I think about him at times. He’s like me, a kid with too much feeling. He can’t shut it off. He’s curious and misses his father who died the same way. He will never be domesticated, he’s got the itch of too much mountain air for that. I hope his survival becomes more joy than pain.

What a man! He made me feel like a mountain of a worker as a kid. I never doubted the danger of our friendship, I relished in the deliciousness of somebody who cared to be good, and had the courage to be wilder. I wasn’t surprised when he left the earth, just wistful. I miss his laughter, his admiration for my spirit, and the feeling it gave me to return it.

My adoration for these people will get me in the end. I caught the fever of the road, the pitch of the boat, and the trail of happiness, in not fitting in long ago. They have pain you can taste, that builds into the burst of their lives.

Their stories are bizarre and comforting, in the extremes I know as truth. I find it in their lack of ability to conform, and the glee they hold onto so fiercely. If I doubt them, I begin to anticipate the whisper of a knife. They look me in the eye with danger, and thank me for the honor and respect that was shown, and then dance into the night.

When they grace me with a tear, I can see it bled from their soul. Their look of surprise turning into recognition, becomes our friendship. After that our union becomes palpable, and I beg them to edit their words for me. I hold onto the moment with them, as it consumes me with purpose, and I’m thankful for the secrets I won’t know.

What shines through the filter of my desire to not be a witness at their trial, are things like, “I don’t know what intimacy is.”, or “My father is in prison, and my husband was chopped into pieces in the alley.” What do you do with that? Hold your judgements for the actions, not the results of past actions. People are not what they did yesterday. They have a moment in time to share, and its gone.

The art I love most comes from people who have the courage to preserve a chance, to witness these tragedies. They aren’t stuck on a vanity streak. They look to the outside of a person, and see the trail of pain painted on their social status, and embrace the inside of that person with a question to themselves. The cost is compassion. The reward is love, and a conscience that can sleep, in a bed of art.

My friends in low places tend to die faster, but they also know how to live. If you ever get the chance to sit on a curb with somebody and hear them out, they might lie or steal from you until you learn how to do it right, but you know what? You’ll get to enjoy tears that aren’t your own, and those tears are some of the best medicine.

People on the street look out for each other. Be one. A person on the street. Humanity is the transcendence of animal nature. That to me is taking the “fight or flight” urge, and turning it into the mercy of patient kindness. If you look out for the people on the street, they remember.

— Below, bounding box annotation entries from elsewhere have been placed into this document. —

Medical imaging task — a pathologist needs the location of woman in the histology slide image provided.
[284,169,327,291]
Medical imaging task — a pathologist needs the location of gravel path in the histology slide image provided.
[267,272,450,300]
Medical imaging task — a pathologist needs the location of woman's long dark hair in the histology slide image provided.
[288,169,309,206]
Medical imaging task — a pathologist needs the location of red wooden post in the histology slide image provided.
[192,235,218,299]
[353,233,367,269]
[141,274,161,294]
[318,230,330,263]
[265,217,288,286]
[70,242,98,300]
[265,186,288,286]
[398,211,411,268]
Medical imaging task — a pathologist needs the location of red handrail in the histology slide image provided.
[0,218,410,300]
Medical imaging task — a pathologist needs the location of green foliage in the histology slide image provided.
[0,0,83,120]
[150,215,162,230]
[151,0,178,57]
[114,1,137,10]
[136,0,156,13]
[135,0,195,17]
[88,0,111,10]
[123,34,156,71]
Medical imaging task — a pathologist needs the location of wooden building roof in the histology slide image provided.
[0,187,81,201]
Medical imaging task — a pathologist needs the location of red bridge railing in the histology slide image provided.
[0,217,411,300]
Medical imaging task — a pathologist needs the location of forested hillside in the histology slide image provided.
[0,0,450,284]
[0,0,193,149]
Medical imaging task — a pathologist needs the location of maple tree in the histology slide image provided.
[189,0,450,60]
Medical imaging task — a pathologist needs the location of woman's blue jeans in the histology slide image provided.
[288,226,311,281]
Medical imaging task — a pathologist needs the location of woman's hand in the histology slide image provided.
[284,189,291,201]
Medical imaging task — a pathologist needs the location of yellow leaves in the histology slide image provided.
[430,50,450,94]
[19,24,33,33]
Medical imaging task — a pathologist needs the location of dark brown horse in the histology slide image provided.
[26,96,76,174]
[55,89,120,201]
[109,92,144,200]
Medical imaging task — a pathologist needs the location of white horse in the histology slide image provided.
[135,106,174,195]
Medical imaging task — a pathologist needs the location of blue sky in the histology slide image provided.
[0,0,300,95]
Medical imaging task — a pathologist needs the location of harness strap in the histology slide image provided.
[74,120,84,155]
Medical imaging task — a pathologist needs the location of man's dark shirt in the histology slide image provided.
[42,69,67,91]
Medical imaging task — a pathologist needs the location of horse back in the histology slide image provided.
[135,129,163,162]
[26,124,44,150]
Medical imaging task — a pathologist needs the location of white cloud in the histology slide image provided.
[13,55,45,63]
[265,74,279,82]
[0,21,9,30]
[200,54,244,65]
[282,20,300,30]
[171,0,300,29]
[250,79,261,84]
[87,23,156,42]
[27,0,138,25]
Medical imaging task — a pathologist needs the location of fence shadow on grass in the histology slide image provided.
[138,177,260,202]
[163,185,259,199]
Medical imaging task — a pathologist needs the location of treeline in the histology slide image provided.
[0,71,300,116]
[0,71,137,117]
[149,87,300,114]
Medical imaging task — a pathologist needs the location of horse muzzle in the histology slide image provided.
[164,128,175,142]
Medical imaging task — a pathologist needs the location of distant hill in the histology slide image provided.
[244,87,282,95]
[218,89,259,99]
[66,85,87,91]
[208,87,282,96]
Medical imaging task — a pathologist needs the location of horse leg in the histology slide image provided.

Are you curious about what goes down in your neighborhood? The best neighborhood watch is done by the guy in front of the store asking for change. If he’s there every day, it may be that he’s allowed to be there, because he is actually a priceless member of your community. Give him a cigarette and listen to his story, as the next time you see him, he may just smile.

An update to this post on the following morning:

Some people choose to wear rose colored glasses, but the dust of the world builds up, and their view becomes dim. I admire the way that Dennis uses his blog to reach out and clean the lenses of them with his efforts, as a radio of the street. His latest post inspired the flow of my thoughts for this article, and following up my last post of “Blogging Makes Laughter” with this one is fitting, as the joy in embracing the less fortunate, can be seen in between the lines of his stories.